"Don't Be Afraid"
- Holmes' Englewood pharmacy is a success. Especially among the ladies.
- Holmes writes letters to a Myrta Belknap, whom he had met in Minneapolis one year earlier.
- He asks Myrta to marry him and she moves to Chicago with Holmes.
- They settle in the apartment above the pharmacy, the same one previously occupied by Mrs. Holton. Creepy.
- Myrta helps run the drugstore, but she quickly becomes uncomfortable by the endless train of young women piling into the store.
- Pregnant, she grows possessive of Holmes, which makes him only see her as an obstacle. He makes her stay upstairs to manage the store's books so she's out of the way. Aww, that's true love.

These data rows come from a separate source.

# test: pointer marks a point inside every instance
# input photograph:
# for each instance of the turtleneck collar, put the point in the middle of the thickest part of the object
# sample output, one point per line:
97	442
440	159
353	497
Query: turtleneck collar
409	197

- Meanwhile, Holmes sees an opportunity across the street at the intersection of 63rd and Wallace. He purchases the undeveloped land. He uses the name H. S. Campbell.
- "The building's broad design and its function had come to him all at once, like a blueprint pulled from a drawer" (1.5.16).
- Holmes wants retail shops on the first floor and apartments on the second and third floors. "It was the details of the building that gave him the most pleasure" (1.5.17).
- Holmes begins construction immediately, employing different contractors to work on each room to allay any suspicions.
- Not going to lie: Holmes is kind of mean and demanding to the contractors.
- And he really doesn't trust anyone except Charles Chappell, Patrick Quinlan, and Benjamin Pitezel, whose name America would come to learn of six years later.
- Meanwhile, back at the fair, the World's Columbian Exposition has (finally) found a place to put the fair.
- To Holmes' delight, the site is Jackson Park, due east of his building.
- Suddenly, he finds that he has a new idea to satisfy his needs. (Dun dun dunnnn.)